Sunday, January 25, 2009

Lost

The plan was perfect. The four of us left the conference center, ready to cast aside the three days of sitting in a cold room, listening to cold speakers. Once a year we gathered for our discipline's major conference and once a year, we caught up with each other. Literally coming from North, South, East, West, it was a time to renew our friendship, a friendship borne out of the trauma of graduate school. And though we were now at varying stages of our careers and lives, we looked forward to this annual ritual of leaving the conference behind, finding a great restaurant, and getting to know each other once again.

We piled into the rental car, a brand new model equipped with a turn-by-turn navigation system. Ever the cautious one, I had even come prepared with a printed copy of directions from MapQuest. Between the four of us, we were equipped to navigate the streets of this unfamiliar city with GPS, cell phones, MapQuest, and laptops. Between the four of us, we had 15 post-secondary degrees from some of the most elite universities in the world. Between the four of us, we had lived in almost every corner of the globe and had traveled to every single continent. But on this day and in this place, the four of us were lost. And no amount of technology, education, or street savvy seemed to make a difference. We were hopelessly lost.

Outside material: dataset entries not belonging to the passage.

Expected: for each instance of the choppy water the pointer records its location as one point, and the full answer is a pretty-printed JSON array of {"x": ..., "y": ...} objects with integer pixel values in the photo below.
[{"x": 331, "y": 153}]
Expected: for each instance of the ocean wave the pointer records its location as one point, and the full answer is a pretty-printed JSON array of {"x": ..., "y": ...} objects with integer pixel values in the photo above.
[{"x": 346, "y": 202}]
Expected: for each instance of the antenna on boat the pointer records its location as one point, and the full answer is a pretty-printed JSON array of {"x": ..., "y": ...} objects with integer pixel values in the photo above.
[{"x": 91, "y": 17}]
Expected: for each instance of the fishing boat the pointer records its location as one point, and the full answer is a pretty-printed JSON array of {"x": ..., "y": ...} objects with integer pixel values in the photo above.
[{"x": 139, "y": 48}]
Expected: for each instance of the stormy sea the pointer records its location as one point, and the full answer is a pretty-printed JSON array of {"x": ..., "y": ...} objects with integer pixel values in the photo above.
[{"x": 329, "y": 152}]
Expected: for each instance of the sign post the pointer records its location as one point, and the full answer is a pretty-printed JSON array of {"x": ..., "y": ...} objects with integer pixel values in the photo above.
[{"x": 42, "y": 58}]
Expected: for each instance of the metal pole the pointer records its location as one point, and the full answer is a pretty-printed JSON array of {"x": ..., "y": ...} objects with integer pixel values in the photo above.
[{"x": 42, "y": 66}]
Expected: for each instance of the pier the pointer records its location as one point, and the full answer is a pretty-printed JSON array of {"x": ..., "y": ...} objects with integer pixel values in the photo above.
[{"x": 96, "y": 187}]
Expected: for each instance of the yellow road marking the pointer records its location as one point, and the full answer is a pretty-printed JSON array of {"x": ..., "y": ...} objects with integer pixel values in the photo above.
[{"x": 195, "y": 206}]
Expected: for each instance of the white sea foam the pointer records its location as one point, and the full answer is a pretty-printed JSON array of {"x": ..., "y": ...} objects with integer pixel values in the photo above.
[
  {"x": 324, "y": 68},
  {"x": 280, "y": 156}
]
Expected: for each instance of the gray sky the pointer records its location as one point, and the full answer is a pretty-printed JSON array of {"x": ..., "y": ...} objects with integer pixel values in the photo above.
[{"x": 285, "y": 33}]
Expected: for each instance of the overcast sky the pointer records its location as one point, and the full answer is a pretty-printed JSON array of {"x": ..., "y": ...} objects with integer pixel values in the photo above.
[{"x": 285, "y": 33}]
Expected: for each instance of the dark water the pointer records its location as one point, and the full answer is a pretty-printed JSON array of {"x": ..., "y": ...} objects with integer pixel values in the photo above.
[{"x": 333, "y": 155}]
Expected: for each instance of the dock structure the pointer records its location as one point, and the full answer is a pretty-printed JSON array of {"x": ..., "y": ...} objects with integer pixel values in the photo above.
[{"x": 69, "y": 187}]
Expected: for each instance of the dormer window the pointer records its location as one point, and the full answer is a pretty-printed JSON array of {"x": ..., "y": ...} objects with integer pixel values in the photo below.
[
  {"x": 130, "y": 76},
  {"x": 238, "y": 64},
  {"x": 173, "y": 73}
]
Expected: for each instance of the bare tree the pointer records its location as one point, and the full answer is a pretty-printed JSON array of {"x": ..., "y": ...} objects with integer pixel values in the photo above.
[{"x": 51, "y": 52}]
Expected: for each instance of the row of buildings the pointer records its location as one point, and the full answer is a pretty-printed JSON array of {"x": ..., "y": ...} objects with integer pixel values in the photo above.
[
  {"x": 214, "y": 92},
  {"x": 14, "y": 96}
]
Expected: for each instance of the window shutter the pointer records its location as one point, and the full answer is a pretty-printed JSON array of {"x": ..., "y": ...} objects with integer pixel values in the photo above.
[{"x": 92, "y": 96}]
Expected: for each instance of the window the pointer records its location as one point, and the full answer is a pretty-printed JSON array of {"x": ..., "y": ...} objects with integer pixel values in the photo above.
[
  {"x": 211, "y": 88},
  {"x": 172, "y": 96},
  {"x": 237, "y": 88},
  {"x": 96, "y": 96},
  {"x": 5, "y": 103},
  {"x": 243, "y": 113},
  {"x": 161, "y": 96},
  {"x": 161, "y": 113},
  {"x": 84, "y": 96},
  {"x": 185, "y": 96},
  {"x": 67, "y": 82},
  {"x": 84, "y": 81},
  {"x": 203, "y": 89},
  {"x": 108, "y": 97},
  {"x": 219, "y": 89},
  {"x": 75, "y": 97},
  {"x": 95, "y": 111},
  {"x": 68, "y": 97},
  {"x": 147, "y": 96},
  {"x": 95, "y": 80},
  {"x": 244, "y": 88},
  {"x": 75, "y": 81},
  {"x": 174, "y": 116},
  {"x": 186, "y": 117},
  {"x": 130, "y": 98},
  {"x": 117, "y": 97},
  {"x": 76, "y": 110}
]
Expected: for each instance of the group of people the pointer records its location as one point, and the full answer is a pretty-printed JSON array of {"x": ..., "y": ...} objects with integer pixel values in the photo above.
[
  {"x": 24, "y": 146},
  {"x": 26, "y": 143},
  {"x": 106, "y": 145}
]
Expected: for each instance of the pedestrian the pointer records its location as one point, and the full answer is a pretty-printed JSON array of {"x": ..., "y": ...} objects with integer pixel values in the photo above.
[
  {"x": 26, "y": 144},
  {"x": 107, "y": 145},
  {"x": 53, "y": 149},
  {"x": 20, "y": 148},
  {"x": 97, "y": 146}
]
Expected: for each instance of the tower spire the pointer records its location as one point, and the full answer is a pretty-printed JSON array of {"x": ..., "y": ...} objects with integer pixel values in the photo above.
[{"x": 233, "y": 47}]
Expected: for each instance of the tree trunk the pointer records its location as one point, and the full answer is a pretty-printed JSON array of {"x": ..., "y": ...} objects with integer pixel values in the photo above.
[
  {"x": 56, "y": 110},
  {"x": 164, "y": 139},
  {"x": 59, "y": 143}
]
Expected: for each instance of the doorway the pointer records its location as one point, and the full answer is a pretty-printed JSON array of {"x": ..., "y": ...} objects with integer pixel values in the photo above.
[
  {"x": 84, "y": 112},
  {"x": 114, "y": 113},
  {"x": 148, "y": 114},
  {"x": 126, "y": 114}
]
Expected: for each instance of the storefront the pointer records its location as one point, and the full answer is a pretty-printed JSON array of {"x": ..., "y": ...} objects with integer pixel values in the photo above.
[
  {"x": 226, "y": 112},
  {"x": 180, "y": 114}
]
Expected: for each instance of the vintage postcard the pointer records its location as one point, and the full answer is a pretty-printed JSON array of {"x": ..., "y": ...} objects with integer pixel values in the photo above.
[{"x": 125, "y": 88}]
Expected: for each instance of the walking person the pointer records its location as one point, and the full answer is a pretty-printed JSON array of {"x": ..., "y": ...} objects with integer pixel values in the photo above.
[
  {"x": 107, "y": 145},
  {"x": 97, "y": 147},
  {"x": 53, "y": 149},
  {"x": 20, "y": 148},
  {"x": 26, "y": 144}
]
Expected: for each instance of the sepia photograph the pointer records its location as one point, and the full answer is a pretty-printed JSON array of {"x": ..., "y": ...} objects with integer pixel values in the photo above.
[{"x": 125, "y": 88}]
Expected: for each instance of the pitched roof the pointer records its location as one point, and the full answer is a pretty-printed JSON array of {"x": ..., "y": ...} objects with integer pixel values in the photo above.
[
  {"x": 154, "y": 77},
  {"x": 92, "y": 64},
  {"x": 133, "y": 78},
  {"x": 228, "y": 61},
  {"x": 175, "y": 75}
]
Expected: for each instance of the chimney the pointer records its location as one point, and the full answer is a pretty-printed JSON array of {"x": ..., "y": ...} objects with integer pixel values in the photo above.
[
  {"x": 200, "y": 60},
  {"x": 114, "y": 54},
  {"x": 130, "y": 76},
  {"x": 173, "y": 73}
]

A quick detour to a gas station got us back on the right path. Directions hastily scribbled down on a napkin proved more effective than any of our technology. With only about 30 minutes off our schedule, we quickly settled into the restaurant and began catching up on each other's lives. Hours later, it was an uneventful trip back to the conference hotel and tearful goodbyes. All in all, this adventure became just a great story I share with my other friends: how four tech-savvy, GPS-equipped women got lost, but eventually found their way.

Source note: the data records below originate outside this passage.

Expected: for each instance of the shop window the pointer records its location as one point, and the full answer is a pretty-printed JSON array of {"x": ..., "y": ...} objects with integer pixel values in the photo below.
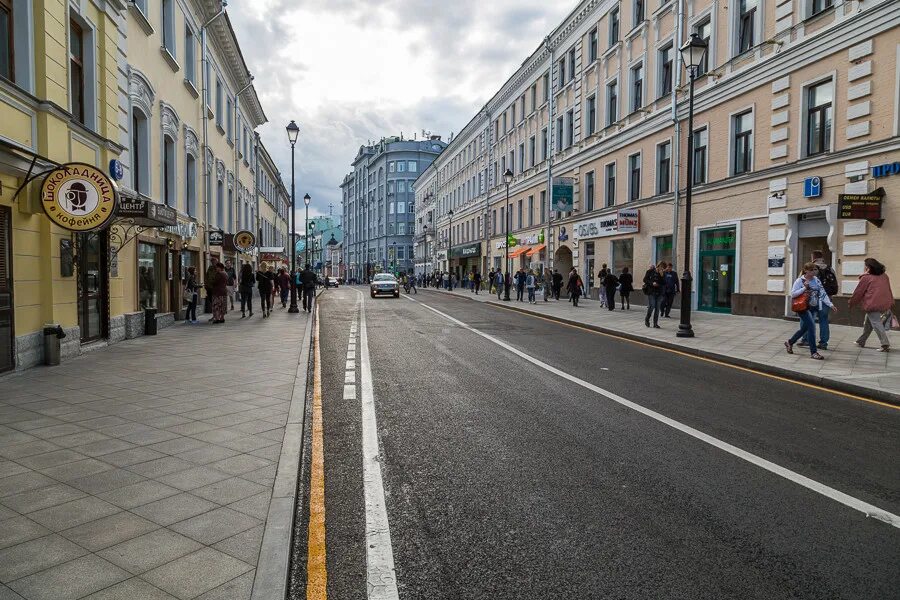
[
  {"x": 819, "y": 100},
  {"x": 742, "y": 143}
]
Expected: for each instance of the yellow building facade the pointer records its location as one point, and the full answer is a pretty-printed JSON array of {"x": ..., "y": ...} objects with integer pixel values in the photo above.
[{"x": 159, "y": 87}]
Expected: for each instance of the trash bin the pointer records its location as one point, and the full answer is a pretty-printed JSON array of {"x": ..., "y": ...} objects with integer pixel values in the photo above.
[
  {"x": 53, "y": 335},
  {"x": 149, "y": 321}
]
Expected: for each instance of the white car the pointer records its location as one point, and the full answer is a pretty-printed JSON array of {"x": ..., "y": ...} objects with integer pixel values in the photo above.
[{"x": 384, "y": 284}]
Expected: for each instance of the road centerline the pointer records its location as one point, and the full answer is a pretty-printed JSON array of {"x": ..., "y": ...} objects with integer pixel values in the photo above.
[{"x": 866, "y": 508}]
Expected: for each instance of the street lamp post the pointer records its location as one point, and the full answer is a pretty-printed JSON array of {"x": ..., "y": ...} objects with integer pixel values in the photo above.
[
  {"x": 692, "y": 53},
  {"x": 507, "y": 179},
  {"x": 293, "y": 132}
]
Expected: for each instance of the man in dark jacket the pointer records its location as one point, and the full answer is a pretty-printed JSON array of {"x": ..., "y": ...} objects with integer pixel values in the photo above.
[
  {"x": 670, "y": 280},
  {"x": 308, "y": 280}
]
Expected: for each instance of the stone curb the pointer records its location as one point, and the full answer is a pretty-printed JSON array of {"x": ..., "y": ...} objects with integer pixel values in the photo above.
[
  {"x": 834, "y": 384},
  {"x": 272, "y": 570}
]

But as I stood in church today, singing praise to a God who found me and rescued me when I was lost, this story took on a much deeper meaning. God is the force who is ever present, always available, always accessible, always there with arms stretched wide open. I am the wayward child, with her toys, constantly on the go. I am constantly moving, seeking, traveling, struggling, resisting, rejecting, and disobeying. And I am the one, in my conviction and repentance, using artificial tools, and unnecessary props, and useless strategies to get back to the place, that place of peace and contentment that I have lost.

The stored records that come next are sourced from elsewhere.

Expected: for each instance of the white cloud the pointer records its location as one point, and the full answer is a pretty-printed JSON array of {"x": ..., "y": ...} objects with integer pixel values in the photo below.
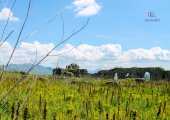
[
  {"x": 85, "y": 7},
  {"x": 88, "y": 56},
  {"x": 6, "y": 13}
]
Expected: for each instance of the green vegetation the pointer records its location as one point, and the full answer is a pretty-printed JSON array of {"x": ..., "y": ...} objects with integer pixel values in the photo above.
[{"x": 52, "y": 97}]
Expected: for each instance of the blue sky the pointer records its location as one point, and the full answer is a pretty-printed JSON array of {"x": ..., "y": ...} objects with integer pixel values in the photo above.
[{"x": 112, "y": 22}]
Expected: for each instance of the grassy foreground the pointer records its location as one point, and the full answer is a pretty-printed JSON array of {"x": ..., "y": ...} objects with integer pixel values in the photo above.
[{"x": 53, "y": 98}]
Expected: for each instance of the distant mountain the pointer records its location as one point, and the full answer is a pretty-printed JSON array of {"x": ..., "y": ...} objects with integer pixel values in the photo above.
[{"x": 39, "y": 70}]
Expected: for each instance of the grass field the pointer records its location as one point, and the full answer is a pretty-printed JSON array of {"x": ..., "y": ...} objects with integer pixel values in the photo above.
[{"x": 54, "y": 98}]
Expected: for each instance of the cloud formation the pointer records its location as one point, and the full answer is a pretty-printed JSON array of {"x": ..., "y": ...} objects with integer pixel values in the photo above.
[
  {"x": 88, "y": 56},
  {"x": 6, "y": 13},
  {"x": 85, "y": 7}
]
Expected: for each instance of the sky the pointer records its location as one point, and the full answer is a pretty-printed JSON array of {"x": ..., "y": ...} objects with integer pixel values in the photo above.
[{"x": 120, "y": 33}]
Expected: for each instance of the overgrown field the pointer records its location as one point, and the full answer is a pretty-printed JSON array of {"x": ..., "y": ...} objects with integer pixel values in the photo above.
[{"x": 50, "y": 98}]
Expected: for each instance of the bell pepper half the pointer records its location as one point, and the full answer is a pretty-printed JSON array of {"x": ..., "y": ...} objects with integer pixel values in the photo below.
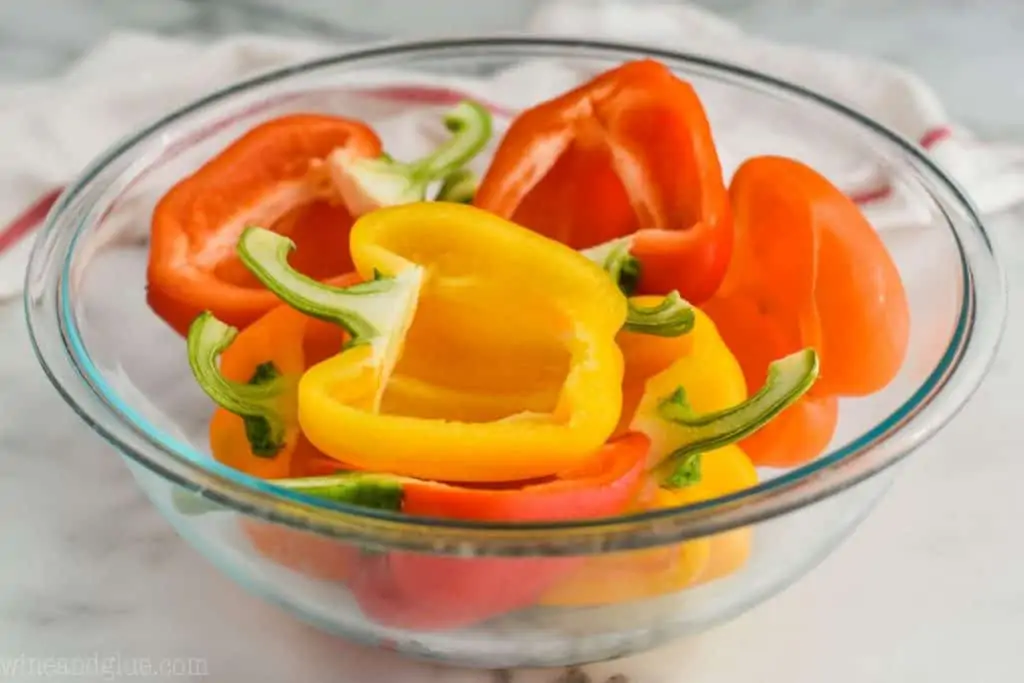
[
  {"x": 275, "y": 349},
  {"x": 303, "y": 175},
  {"x": 427, "y": 592},
  {"x": 808, "y": 270},
  {"x": 694, "y": 411},
  {"x": 473, "y": 264},
  {"x": 268, "y": 175},
  {"x": 367, "y": 184},
  {"x": 628, "y": 155},
  {"x": 512, "y": 375}
]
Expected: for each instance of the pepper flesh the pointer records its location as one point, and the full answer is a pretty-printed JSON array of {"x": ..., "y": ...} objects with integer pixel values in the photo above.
[
  {"x": 425, "y": 592},
  {"x": 269, "y": 174},
  {"x": 367, "y": 184},
  {"x": 629, "y": 153},
  {"x": 289, "y": 341},
  {"x": 469, "y": 254},
  {"x": 714, "y": 382},
  {"x": 692, "y": 458},
  {"x": 808, "y": 270}
]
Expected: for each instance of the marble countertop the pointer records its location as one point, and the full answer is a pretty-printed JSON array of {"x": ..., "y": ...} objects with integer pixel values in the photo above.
[{"x": 928, "y": 589}]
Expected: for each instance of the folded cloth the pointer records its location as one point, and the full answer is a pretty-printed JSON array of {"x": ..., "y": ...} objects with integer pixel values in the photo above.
[{"x": 53, "y": 129}]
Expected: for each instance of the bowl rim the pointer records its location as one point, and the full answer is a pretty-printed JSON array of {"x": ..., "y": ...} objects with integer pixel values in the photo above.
[{"x": 69, "y": 368}]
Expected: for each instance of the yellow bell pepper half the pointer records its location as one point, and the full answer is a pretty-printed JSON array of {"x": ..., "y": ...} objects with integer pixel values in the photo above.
[
  {"x": 493, "y": 294},
  {"x": 694, "y": 411}
]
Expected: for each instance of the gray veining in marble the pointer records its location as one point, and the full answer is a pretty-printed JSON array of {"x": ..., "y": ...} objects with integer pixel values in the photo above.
[
  {"x": 969, "y": 50},
  {"x": 928, "y": 590}
]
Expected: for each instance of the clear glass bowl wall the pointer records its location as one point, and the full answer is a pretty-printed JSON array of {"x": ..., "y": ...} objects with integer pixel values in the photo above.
[{"x": 127, "y": 374}]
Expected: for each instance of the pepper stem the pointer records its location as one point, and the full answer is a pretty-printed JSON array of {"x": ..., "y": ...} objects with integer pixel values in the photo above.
[
  {"x": 458, "y": 186},
  {"x": 367, "y": 491},
  {"x": 614, "y": 257},
  {"x": 370, "y": 311},
  {"x": 256, "y": 402},
  {"x": 684, "y": 432},
  {"x": 673, "y": 316},
  {"x": 367, "y": 184}
]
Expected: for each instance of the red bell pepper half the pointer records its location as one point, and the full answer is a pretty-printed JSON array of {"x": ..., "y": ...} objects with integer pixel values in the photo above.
[
  {"x": 433, "y": 592},
  {"x": 628, "y": 155}
]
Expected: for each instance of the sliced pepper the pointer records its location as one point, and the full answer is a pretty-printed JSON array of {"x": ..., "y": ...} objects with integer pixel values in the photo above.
[
  {"x": 417, "y": 591},
  {"x": 475, "y": 261},
  {"x": 367, "y": 184},
  {"x": 267, "y": 176},
  {"x": 809, "y": 270},
  {"x": 278, "y": 347},
  {"x": 663, "y": 324},
  {"x": 628, "y": 155},
  {"x": 694, "y": 412}
]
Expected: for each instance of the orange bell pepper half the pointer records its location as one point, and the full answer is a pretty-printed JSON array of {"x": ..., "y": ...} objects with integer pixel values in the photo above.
[
  {"x": 432, "y": 592},
  {"x": 280, "y": 346},
  {"x": 628, "y": 155},
  {"x": 808, "y": 270},
  {"x": 273, "y": 175}
]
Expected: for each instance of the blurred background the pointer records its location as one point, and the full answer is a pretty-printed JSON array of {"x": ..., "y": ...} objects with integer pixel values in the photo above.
[{"x": 961, "y": 47}]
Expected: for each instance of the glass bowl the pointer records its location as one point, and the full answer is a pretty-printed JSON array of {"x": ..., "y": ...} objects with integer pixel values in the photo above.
[{"x": 480, "y": 594}]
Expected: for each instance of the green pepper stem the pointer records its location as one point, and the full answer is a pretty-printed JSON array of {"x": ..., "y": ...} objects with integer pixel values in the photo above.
[
  {"x": 369, "y": 491},
  {"x": 672, "y": 316},
  {"x": 379, "y": 492},
  {"x": 470, "y": 126},
  {"x": 368, "y": 310},
  {"x": 787, "y": 380},
  {"x": 459, "y": 186},
  {"x": 614, "y": 257},
  {"x": 208, "y": 338},
  {"x": 366, "y": 184}
]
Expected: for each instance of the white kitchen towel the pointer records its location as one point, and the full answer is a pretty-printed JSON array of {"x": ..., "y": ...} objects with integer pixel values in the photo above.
[{"x": 52, "y": 129}]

So finding myself frustrated by the lack of results of my fragile human endeavors, I abandon the hope that by myself I can ever be found, that by myself, I can ever find the right path. And it is the act of surrendering my devices and my vain attempts to find my own route, which yields a clarity of purpose and direction as to the way I should go. It is a lesson I learn again and again; I have never been so far lost that the grace of God has failed to find me.

2 comments:

lost car keys said...

welll education can never die.

Jabez L. Van Cleef said...

God gives us the awareness that we are lost; and the awareness that we are found again. God gives us the means to find found-ness when we have lost-ness; but we have to use that paltry God-given will, our choosing, each of us, to get from being lost to being found.

When Barack talks about the "shameful" bonuses, is he referring to the implicit unfairness that some undeserving souls have gratuitous sources of wealth to which they feel entitled? Or is there a shame in our finding our self-worth in the amount of money and possessions that we can accumulate, while others starve?